Muething and colleagues developed the first FCR model for improvement and described the role of FCRs in improving family-centered care, trainee education, and reducing time to discharge. They found FCRs to be efficient, and efficiency was further improved by the presence of nurses and other key ancillary staff who contributed valuable information regarding the patient’s condition and progress made toward meeting discharge goals. Family involvement and engagement were high in decision making. Rosen and colleagues, in their quasi-experimental design, studied the impact of FCRs on parental and team satisfaction when compared with conventional rounds. They did not find any difference in parental satisfaction; however, they noted that staff satisfaction was higher on FCRs. They concluded that FCRs foster team work and empower hospital staff; additionally, the family members are engaged and are the focus point of FCRs. Rappaport and colleagues identified benefits of and barriers to FCRs for individuals who attend FCRs, including trainees, nurses, patients, and families. They reported that both patients and families were satisfied with FCRs, and FCRs were beneficial for trainee education.
Parents and families are central to a child’s environment, and involving them in care plan is crucial. FCRs bring everyone involved in a patient’s care together in the same room at the same time, creating an environment of direct communication and providing a venue for immediate clarification of any miscommunication. Effective communication is crucial for parental understanding of a medical condition, plan of care, and discharge planning; therefore it is not surprising that FCRs are perceived to improve parental satisfaction and communication. Both English-speaking and limited English proficient families perceive FCRs to improve communication and parental satisfaction.

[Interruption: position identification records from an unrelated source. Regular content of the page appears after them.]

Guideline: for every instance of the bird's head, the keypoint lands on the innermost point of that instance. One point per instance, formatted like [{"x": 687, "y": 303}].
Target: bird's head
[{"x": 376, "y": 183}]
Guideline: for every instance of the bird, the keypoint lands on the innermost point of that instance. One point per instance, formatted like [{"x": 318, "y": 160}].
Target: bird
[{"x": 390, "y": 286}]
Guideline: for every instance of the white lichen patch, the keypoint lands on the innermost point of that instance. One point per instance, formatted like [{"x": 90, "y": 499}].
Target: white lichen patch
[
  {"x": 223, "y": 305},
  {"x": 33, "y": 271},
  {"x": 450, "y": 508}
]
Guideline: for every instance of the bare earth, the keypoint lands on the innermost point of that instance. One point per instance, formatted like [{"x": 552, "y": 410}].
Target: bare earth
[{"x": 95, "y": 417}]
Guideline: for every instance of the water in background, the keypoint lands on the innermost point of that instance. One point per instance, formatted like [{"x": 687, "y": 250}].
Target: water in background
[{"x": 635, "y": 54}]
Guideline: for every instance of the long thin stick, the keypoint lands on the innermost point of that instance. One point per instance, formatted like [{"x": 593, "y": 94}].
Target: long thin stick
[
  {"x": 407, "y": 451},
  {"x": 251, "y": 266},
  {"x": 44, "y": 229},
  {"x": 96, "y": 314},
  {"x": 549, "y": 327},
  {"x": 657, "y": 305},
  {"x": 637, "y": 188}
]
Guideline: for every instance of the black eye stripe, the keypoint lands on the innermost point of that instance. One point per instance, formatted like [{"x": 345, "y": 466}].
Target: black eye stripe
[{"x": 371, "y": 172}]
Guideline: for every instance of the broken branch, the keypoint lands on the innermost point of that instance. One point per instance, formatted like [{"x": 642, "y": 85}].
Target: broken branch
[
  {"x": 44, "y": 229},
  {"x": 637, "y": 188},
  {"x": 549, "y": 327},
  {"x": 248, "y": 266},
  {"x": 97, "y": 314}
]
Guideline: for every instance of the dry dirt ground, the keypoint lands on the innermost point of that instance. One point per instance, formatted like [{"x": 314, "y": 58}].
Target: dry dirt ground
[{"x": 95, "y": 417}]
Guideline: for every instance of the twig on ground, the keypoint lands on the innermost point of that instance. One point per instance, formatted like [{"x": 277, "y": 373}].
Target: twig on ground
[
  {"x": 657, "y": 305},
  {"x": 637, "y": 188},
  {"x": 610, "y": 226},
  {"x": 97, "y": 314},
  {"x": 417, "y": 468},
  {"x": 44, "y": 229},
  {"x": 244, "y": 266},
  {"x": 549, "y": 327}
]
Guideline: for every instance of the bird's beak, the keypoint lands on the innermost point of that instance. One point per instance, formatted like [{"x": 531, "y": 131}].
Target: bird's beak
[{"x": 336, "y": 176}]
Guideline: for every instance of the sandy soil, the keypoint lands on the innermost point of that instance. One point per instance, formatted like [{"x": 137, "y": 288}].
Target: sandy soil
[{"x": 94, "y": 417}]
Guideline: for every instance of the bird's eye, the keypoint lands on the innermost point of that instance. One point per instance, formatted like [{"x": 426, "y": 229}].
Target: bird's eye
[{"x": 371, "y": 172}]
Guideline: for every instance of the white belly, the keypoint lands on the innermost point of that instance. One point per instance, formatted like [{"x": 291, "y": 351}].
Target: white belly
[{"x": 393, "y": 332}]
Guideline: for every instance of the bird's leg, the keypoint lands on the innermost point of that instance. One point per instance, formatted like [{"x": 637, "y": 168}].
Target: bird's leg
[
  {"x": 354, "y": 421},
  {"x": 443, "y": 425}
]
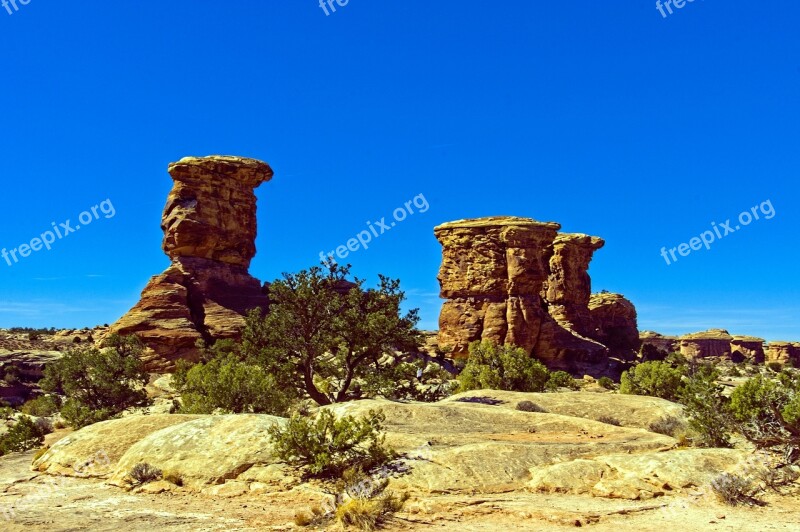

In teaching institutions with trainees (residents and students), several FCR-related benefits have been identified ( Box 1 ). FCRs provide a venue for trainees to see patients in real time. They get to directly observe the attending physicians communicate with patients and families and with members of the multidisciplinary team. FCRs also allow attending physicians to directly observe trainees and provide real-time feedback. A recent study from Johns Hopkins Medical Center reported that interns lack training on bedside etiquettes such as compassion and communication. Many crucial elements of patient care and the Accreditation Council of Graduate Medical Education (ACGME) requirements such as compassion, respect, professionalism, dignity and cultural competencies, and communication with patients and families cannot be taught in a lecture room format, and FCRs might be an excellent venue to teach and directly observe trainees. In a recent study on pediatric resident perspectives about FCRs, residents reported improved nondidactic teaching and patient satisfaction, and reduced need for clarification on patient care plans. In a focus group study at 2 large children’s hospitals, residents perceived FCRs to improve their communication skills, especially the use of lay language. Residents noted that discharge planning during rounds helped them understand reasons for admissions, criteria for discharge, and systems-based practice required to coordinate discharge. Role modeling by the attending physician was also reported to be beneficial for resident education concerning skills such as communication, compassion, and respect and dignity when communicating with patients and family.